Most of the 150 renewable energy start-ups launched in Silicon Valley since 2006 are long gone.
The flame-out of high-flying solar tube manufacturer Solyndra — after securing $500 million in federal loan guarantees — undermined investor confidence in cleantech, while cheap natural gas and a glut of Chinese solar panel exports undercut the competitiveness of American start-ups in the sector.
Cleantech’s fortunes may be turning around, given an influx of interest in leveraging technology and efficiency to help the U.S. meet its emissions reduction commitments under the Paris Climate Accord.

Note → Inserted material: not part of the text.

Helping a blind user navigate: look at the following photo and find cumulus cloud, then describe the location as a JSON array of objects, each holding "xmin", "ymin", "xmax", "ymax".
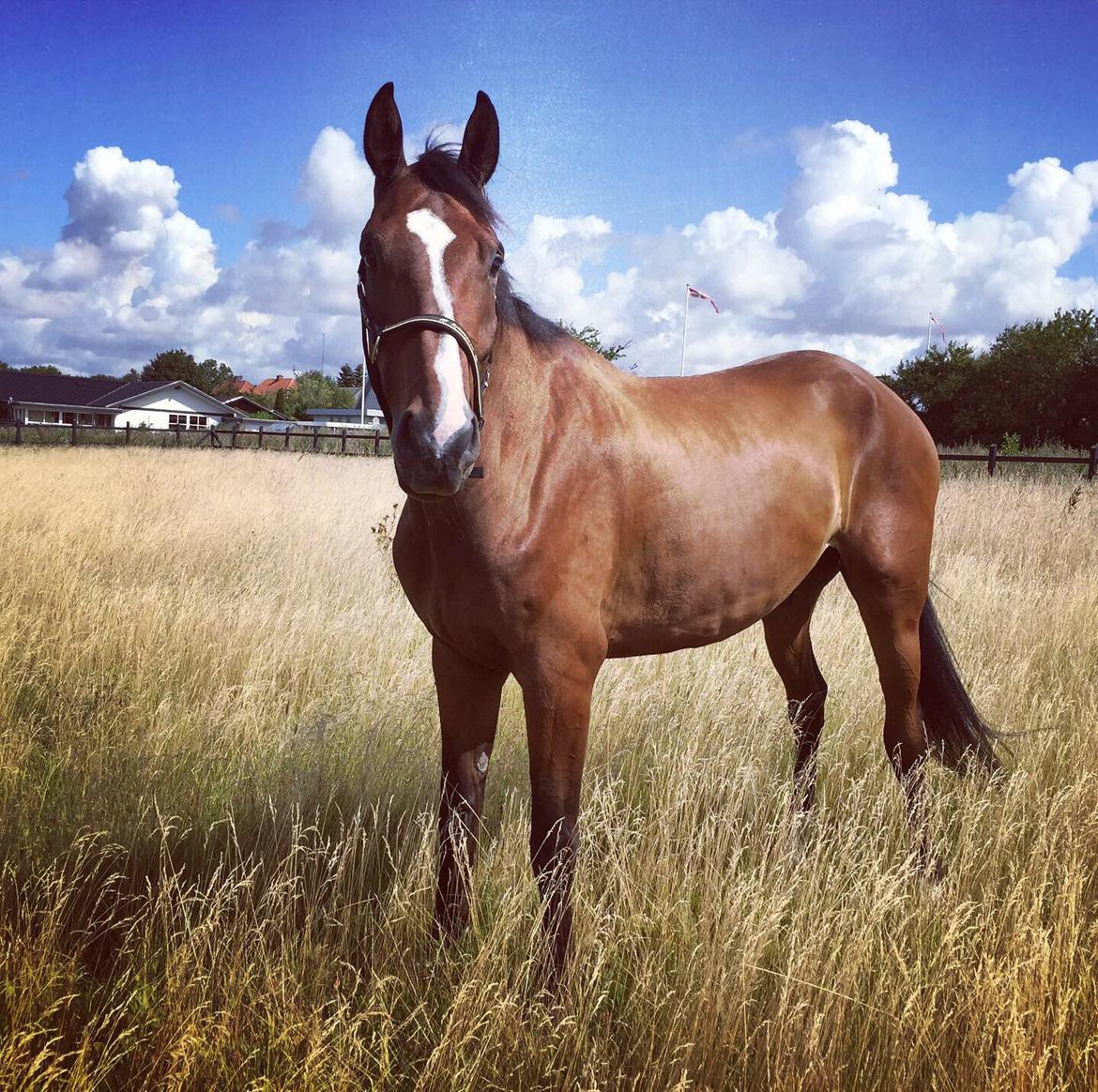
[
  {"xmin": 511, "ymin": 121, "xmax": 1098, "ymax": 372},
  {"xmin": 0, "ymin": 121, "xmax": 1098, "ymax": 377}
]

Just prior to the landmark December 2015 Paris meeting, Bill Gates announced he — with a little help from 27 mega-rich friends such as Jeff Bezos, Richard Branson and Mark Zuckerberg — was launching a new venture fund, the Breakthrough Energy Coalition. The billion dollar fund focused on “fighting climate change by investing in clean energy innovation” represents a new type of venture financing that aims to not only make money, but to help solve social and environmental problems as well.
Gates and company are optimistic that other funders will follow in their footsteps to re-energize American cleantech innovation, create millions of new domestic green jobs and help finally move us beyond fossil fuels.